When we started Mobilize in 2008, we wanted to do an event that explored the vistas opened by the internet in our pockets. We eschewed traditional powerhouses and went with the companies making bolder bets — whether it was Google, T-Mobile, ARM or Qualcomm. Fast forward to today, when the world is focused on apps and their impact, we have taken a step back and have redefined the charter of Mobilize, making it about much more than apps and smartphones.
Call it embedded computing, wearable computing or the internet of things — the underlying principle behind our worldview is that everything is (or will be) connected. And the reason that is usable is because we have the cloud — a distributed and on-demand computing resource that can quickly and cheaply make sense of the streams that come from everything. While some might bemoan the lack of innovation in mobile in 2013, we believe that the best is ahead of us — thanks to our world, which is becoming totally connected.
Two of my colleagues — Stacey Higginbotham and Kevin Fitchard — will co-host our Mobilize 2013 conference on October 16 and 17 in San Francisco and are going to ask these questions: What happens when everything is connected? How does it change the idea of a product, a service or what is even a technology? Does this change business models? Does this open up new opportunities and if yes, what are the ways to benefit from those? And who loses?
Like all our events, Mobilize is just going to be the start of a conversation about the future, one we will continue to explore in months to come — in our publication, in our meetups, in person and on Twitter.

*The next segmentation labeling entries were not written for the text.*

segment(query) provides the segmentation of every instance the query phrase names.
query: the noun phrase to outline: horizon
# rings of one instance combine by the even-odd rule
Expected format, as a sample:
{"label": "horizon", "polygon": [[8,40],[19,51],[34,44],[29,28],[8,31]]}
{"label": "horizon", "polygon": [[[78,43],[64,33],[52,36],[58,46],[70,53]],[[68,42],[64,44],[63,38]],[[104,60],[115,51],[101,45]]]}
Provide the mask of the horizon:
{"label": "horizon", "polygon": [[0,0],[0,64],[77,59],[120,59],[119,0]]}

I hope you can continue to participate, this week and into the future, for I do believe that when everything is connected, everything changes — for good (and bad.)
Om–thank you for this piece and articulating from a different side many of the things I think about, work in and blog a bit about.
My point of view and interest has always been how we behaviorally are changing and how we market and buy as this vision comes to fruition.
I don’t travel to the West Coast for events much. If I had known about this one I would have. This is a conversation I have with myself often so would be good to join the group.
Terrific piece.
Arnold
Thanks for the kind words. I am sorry you are unable to travel to the west coast, but I will make sure I share my thoughts post Mobilize with you (and others) and wait for your feedback. I think we should have the stream running as well, though Internet gods tend to change their mind about ability to access 😉 That said — Connected Everywhere is going to change who we really are as a race.
I look forward to hearing all about it!
Om,
One missing piece in the internet of things equation is the notion of “composition,’ basically the idea that once all of these devices can expose service layers in a reliable fashion, this atomicity will enable creation of a plethora of agile services.
This would open the door to a marketplace of monitoring, curation and extension services in fields as varied as delivery logistics, on-reman printing, home security monitoring and location based experience marketing.
The high-level idea isn’t new — Sun was pushing Jini back in the late 90’s, and I did a startup trying to solve a similar set of problems in that same time frame (Rapid Logic, now part of Intel) — but the field of play is finally ripe for publish, subscribe, compose to take root in a big way.
Cheers,
Mark
Om, I’m betting that the leading IoT application will likely become an accidental success for service providers — similar to the SMS gift that just keeps giving.
The text message turned 20 years old, last year. And, 8.16 trillion SMS Text Messages will be sent during 2013. I wonder what wireless “thing” might replicate that kind of sustainable growth, during the next two decades.